The influence of LAs on these processes has been probed through a limited number of animal studies. Although lidocaine has been reported to enhance wound re-epithelialization in rats,3 the effects of LAs on wound collagen accumulation have been the source of some contention.4,6,20
Collectively, the presented findings suggest that cutaneous infiltration of clinically relevant concentrations of lidocaine or bupivacaine does not significantly delay wound healing in healthy adult mice. These findings corroborate some previous observations,4,5 but contradict others.1–3,6 However, the disparities can be explained, at least in part, by the supra-clinical drug doses used in previous studies,6 or by critical differences in experimental protocols. For example, Morris and Tracey1 administered lidocaine as a high-volume (2 ml) s.c. and intradermal injection and found that injection of vehicle alone impaired healing. Madhuchandra and colleagues3 applied the same drug in the form of a jelly or ointment, whereas Doğan and colleagues2 chose wound breaking strength as their primary measure of healing.

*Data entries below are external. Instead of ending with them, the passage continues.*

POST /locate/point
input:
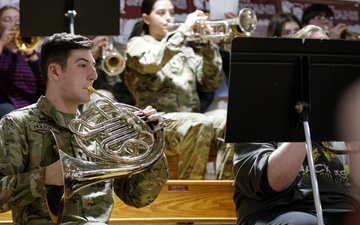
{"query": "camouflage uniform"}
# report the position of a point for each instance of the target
(115, 84)
(166, 74)
(26, 148)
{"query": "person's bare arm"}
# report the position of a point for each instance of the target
(284, 164)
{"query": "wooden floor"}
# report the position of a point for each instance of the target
(180, 202)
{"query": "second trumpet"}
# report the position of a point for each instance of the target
(113, 62)
(223, 30)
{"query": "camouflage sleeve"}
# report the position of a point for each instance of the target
(141, 189)
(147, 55)
(17, 187)
(209, 70)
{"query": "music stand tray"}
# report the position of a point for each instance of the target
(270, 76)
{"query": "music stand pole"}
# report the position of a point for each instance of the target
(302, 107)
(71, 14)
(310, 159)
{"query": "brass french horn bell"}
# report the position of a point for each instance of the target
(26, 43)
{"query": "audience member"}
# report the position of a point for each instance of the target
(30, 168)
(273, 183)
(166, 73)
(22, 83)
(283, 25)
(323, 16)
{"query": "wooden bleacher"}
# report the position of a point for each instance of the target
(180, 202)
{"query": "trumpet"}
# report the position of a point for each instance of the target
(224, 30)
(26, 43)
(113, 62)
(126, 144)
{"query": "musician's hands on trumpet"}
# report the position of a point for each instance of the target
(196, 21)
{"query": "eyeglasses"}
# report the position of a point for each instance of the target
(321, 17)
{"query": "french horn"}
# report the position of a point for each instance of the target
(26, 43)
(127, 144)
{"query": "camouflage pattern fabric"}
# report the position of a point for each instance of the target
(25, 150)
(114, 84)
(167, 74)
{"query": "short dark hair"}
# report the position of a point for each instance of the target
(315, 10)
(57, 48)
(277, 22)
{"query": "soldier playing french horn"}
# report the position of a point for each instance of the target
(32, 137)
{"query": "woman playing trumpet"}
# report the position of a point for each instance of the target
(165, 69)
(22, 82)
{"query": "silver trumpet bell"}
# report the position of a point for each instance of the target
(125, 144)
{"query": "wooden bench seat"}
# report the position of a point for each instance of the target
(180, 202)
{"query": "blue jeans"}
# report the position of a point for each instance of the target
(303, 218)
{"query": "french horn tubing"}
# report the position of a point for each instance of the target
(126, 144)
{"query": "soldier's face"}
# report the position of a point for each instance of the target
(9, 20)
(77, 76)
(161, 14)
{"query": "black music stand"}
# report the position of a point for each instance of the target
(281, 89)
(85, 17)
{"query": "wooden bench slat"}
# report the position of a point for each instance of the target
(183, 201)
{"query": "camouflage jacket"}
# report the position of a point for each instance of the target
(26, 147)
(167, 74)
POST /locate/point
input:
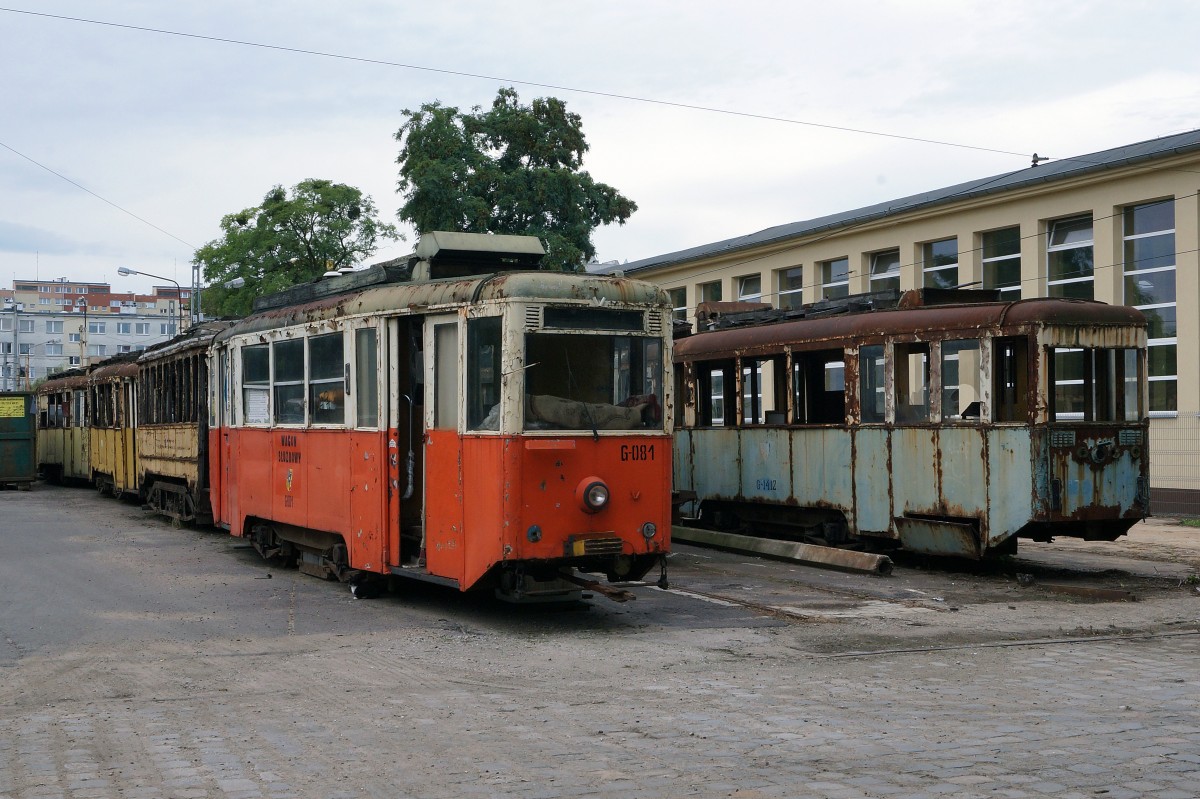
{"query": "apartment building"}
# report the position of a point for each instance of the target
(1121, 226)
(47, 326)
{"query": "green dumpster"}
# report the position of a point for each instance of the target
(18, 464)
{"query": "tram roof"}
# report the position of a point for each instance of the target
(199, 335)
(405, 296)
(991, 317)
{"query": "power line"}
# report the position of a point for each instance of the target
(480, 76)
(103, 199)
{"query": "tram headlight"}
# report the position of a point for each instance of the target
(593, 494)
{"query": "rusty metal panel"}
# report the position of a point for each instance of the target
(766, 464)
(916, 470)
(821, 474)
(939, 536)
(873, 480)
(963, 472)
(1012, 496)
(1090, 488)
(713, 455)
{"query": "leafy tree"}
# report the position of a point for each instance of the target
(513, 168)
(288, 239)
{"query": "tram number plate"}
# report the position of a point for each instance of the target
(636, 451)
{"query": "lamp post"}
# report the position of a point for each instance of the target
(82, 304)
(179, 293)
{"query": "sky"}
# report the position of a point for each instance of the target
(123, 146)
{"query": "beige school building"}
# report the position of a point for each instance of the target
(1120, 226)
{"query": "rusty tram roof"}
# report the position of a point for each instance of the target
(403, 296)
(915, 320)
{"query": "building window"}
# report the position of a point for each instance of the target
(886, 270)
(709, 292)
(941, 263)
(1150, 287)
(750, 288)
(1002, 262)
(678, 304)
(835, 278)
(790, 287)
(1069, 258)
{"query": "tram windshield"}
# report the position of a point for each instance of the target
(1097, 384)
(593, 382)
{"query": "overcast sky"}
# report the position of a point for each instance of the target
(180, 131)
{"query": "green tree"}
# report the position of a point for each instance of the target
(288, 239)
(513, 169)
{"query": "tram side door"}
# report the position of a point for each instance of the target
(221, 470)
(444, 541)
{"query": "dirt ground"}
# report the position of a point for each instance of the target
(1145, 582)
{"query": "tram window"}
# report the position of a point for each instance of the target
(763, 384)
(593, 382)
(256, 379)
(1095, 384)
(1011, 371)
(961, 380)
(288, 380)
(912, 382)
(715, 394)
(870, 383)
(327, 379)
(366, 377)
(1132, 385)
(1071, 378)
(484, 373)
(819, 388)
(445, 376)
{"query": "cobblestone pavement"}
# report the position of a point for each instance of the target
(222, 683)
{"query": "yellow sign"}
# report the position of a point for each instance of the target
(12, 407)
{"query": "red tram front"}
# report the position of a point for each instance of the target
(450, 420)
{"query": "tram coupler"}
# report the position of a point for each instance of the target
(615, 594)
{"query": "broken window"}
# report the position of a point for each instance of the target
(819, 388)
(961, 379)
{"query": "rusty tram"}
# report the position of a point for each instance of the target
(942, 421)
(460, 420)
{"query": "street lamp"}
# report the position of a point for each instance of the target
(82, 304)
(179, 292)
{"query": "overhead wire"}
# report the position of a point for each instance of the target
(343, 56)
(462, 73)
(100, 197)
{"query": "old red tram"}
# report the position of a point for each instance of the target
(456, 419)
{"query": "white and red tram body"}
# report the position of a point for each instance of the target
(450, 420)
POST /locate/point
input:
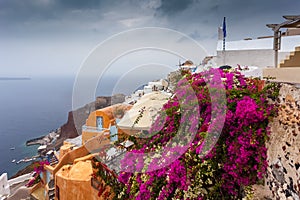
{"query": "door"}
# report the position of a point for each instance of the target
(113, 133)
(99, 123)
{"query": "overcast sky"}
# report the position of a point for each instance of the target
(54, 37)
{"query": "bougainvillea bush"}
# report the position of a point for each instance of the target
(206, 164)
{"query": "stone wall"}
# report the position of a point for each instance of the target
(283, 178)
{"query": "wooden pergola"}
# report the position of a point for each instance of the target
(292, 21)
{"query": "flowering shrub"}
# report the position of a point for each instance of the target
(203, 165)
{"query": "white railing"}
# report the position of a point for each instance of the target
(19, 179)
(93, 129)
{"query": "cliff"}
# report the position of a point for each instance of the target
(71, 129)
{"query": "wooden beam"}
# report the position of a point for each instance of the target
(291, 17)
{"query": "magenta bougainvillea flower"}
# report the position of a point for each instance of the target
(238, 158)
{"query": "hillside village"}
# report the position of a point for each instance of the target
(90, 166)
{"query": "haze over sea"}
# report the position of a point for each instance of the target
(31, 108)
(34, 107)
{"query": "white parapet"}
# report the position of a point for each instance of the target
(4, 186)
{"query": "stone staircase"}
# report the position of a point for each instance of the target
(292, 60)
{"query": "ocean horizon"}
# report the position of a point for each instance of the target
(35, 106)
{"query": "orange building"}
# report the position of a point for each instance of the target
(103, 121)
(71, 176)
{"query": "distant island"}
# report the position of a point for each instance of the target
(14, 78)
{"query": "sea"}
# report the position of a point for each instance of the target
(33, 107)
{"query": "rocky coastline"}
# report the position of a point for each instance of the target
(55, 138)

We did, however, find that the tested LAs adversely affect wound proteolytic activities and, in the case of lidocaine, neutrophil numbers. LAs have previously been identified as being modulators of inflammation. Notably, lidocaine has been shown to reduce neutrophil activation in vitro.21 Again, though, the in vivo data are conflicting. Lidocaine has been shown to delay inflammatory resolution of zymosan-induced peritonitis in mice22 but to protect against endotoxic23 and hyperoxic24 lung injury, in all instances through effects on neutrophil populations and cytokine secretion. In studies on guinea pigs, meanwhile, topical application of 1% lidocaine to sutured incisional wounds did not influence the acute inflammatory response.4 Differences between our findings and those of previous studies may be the result of differences in test species,4,23,24 injury model,23,24 and/or drug dose/delivery.4,23,24
Excessive inflammation and proteolysis are detrimental to healing.9,13,18,25 This is most apparent in the elderly, in whom the healing of acute wounds is consequently delayed. Wound re-epithelialization occurs more slowly in post-menopausal women (for whom we used ovariectomized mice as a model) than in premenopausal women.10 Delayed wound closure, combined with an apparent age-associated decrease in the phagocytic activity of wound macrophages,26 elevates the risk of local infection. Indeed, surgical site infection rates reportedly increase as a factor of patient age.27,28
Our observation of a trend towards reduced wound collagen accumulation in LA-treated mice mirrors a previous report of reduced synthesis of collagen in s.c.-implanted stainless steel mesh cages in rats treated with lidocaine.20 This may go some way towards explaining other reports of reduced wound breaking strength in lidocaine-treated rodents,1,3 although the correlation between collagen fibre density and wound breaking strength is not absolute.4
In summary, we have demonstrated that two commonly used LAs, lidocaine and bupivacaine, have no significant effect on repair in rodent models of ‘normal’ or ‘impaired’ wound healing. To our knowledge, this is the first time that the effect of LAs on poorly healing wounds with excessive inflammation and proteolytic activity has been evaluated. Our data further indicate that the tested LAs increase local inflammatory/proteolytic activity, although not to an extent that impairs healing. However, such effects could be important in other clinical scenarios in which LAs are administered continuously or repeatedly over a prolonged time period.
Conflict of interest
None declared.
Funding
This work was supported by the Wellcome Trust (grant number GR064256MA).